Thousands of Hoosiers have died since the coronavirus pandemic began in March 2020 and we know — they're more than just numbers. If you've lost a loved one to COVID-19 and want to share their story reach out to us at FacesOfCovid@wrtv.com.
Samuel Lee Gifford grew up in Manchester, Ohio. It's a place his son, Gregory Gifford, has dreams of moving to after he retires.
"Eventually that's where I'd like to be. It's peaceful, calm, so relaxing. There’s really nothing there, just a lot of beauty… retirement land,” Gregory said.
Samuel moved to Marion, Indiana when he met his wife. They raised three children.
Gregory describes his father as someone who was always there for him, and the man who taught him some of his most valuable life lessons, like appreciating what he has.
According to Gregory, some of those lessons and the impact his father had on his life really sunk in when his father fell ill last April.
"He kind of taught me to appreciate what we've got," said Gregory.
Samuel was a retired glassmaker who loved to listen to music and play guitar. It was a skill he also passed on to his son, Gregory.
“I don't know if it was a gene trait, something you're born with, or something,” Gregory said.
Music had always been one of their bonding interests. "He loved his music. He played his guitar, I play and now my son plays,” Gregory said.
That generational bond was cut short in April of 2020 when Samuel caught COVID-19 while living in a nursing home.
"We couldn't get in to see him. It was hard. It's hard for anybody that has to go through that,” Gregory said.
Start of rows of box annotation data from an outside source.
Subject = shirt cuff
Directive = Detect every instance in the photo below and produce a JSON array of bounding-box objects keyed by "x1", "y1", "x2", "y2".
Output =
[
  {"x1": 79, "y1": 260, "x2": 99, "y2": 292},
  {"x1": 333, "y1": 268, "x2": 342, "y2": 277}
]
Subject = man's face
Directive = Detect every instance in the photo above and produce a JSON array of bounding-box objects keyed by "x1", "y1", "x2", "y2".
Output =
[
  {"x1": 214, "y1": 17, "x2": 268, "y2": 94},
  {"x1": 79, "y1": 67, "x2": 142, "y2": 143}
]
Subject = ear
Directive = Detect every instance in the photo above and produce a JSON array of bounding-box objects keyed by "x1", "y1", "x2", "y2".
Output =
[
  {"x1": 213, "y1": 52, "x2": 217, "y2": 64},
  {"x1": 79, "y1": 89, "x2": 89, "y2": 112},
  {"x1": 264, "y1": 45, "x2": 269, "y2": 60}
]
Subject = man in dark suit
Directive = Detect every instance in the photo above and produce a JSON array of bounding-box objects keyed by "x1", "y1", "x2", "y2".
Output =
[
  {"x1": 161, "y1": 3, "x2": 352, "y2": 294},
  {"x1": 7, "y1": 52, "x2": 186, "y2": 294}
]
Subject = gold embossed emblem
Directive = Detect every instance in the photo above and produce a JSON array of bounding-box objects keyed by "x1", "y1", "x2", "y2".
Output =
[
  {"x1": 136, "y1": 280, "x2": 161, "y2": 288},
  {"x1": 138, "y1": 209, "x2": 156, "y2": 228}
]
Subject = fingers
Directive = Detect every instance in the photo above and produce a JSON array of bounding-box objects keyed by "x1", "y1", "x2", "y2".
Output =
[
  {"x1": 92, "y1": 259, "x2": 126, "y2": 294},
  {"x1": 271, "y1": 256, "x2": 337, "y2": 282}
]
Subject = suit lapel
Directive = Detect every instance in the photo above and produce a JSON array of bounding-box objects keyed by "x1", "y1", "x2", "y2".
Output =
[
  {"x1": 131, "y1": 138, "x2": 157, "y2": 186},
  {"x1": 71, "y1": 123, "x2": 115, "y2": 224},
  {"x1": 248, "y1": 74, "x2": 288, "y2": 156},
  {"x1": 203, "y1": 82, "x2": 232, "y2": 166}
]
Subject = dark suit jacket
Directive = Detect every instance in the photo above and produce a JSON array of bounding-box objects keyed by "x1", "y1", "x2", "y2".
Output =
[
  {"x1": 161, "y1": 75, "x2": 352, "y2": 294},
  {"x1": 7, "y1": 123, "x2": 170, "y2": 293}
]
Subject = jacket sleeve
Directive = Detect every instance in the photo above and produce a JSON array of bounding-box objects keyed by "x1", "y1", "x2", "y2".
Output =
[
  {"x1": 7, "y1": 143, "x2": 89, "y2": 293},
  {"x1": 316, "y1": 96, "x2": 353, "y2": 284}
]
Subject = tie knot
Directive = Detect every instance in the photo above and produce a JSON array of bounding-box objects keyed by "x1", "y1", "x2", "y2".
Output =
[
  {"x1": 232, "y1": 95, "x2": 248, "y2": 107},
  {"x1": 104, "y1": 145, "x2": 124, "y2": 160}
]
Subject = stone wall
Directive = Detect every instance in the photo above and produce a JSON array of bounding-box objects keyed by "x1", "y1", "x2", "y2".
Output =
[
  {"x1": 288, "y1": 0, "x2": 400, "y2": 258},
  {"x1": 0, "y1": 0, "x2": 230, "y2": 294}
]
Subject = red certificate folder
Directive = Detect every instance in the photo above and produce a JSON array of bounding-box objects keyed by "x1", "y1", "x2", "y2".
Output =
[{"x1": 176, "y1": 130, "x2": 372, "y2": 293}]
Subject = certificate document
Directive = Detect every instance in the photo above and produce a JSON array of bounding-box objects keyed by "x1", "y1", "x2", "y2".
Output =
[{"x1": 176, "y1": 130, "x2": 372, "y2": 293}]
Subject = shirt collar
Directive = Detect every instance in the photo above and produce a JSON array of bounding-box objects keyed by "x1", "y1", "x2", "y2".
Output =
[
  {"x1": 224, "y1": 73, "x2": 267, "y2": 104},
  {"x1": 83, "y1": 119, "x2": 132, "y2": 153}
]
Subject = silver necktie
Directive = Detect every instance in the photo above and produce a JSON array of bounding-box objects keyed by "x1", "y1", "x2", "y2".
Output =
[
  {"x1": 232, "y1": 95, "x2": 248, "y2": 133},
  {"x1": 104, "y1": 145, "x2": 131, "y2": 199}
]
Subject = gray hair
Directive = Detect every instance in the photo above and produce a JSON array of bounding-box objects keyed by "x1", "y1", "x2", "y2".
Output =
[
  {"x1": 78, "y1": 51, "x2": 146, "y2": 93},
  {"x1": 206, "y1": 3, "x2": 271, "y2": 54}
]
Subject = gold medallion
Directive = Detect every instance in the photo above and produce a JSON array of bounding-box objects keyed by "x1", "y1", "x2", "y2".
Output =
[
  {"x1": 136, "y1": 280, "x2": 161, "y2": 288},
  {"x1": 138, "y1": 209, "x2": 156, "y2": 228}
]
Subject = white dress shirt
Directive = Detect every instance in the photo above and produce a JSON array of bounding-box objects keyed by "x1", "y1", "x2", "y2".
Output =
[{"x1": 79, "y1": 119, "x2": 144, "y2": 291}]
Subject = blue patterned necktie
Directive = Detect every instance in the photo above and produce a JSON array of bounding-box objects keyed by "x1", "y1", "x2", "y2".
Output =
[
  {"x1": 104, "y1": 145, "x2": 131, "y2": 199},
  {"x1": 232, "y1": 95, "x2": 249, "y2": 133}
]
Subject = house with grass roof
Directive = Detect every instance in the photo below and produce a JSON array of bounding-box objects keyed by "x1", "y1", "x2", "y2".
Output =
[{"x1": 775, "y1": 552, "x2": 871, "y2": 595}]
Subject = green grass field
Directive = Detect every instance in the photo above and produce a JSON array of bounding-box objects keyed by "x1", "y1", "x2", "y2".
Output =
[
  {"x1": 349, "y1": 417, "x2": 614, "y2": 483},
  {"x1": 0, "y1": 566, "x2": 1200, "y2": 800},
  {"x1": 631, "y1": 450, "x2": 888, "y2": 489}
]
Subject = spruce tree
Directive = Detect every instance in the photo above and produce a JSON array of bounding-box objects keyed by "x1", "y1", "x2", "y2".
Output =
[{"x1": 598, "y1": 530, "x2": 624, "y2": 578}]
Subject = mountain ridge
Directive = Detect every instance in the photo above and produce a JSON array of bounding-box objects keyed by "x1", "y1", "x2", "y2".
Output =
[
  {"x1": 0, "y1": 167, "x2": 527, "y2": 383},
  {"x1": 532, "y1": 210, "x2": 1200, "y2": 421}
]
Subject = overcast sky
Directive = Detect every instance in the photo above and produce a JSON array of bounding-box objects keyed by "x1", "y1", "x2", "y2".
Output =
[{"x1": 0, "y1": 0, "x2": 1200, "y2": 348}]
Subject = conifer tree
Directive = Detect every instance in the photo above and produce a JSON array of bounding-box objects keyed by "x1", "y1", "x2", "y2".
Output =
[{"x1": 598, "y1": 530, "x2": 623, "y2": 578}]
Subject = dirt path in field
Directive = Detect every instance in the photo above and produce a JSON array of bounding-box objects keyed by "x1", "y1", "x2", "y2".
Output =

The 84-year-old was eventually transferred to a hospital, where his children were able to see him one last time.
“My brother and my sister and I, went to see him. I shook his foot and I said 'Dad, wake up we're going fishing' he opened his eyes, they had him on that respirator, and I knew he heard me. And then that was it,” Gregory said.
Samuel Lee Gifford passed away later that day.
Although it's now been months since that day, Gregory says the loss of his father remains fresh on his mind. "I miss him every day. I want him to know that he was a good man. I feel sorry for anybody who loses their father, their mother, a child, or anybody. It just hurts,” he said.
Gregory hopes that sharing his father’s story will help others who are dealing with loss know they are not alone.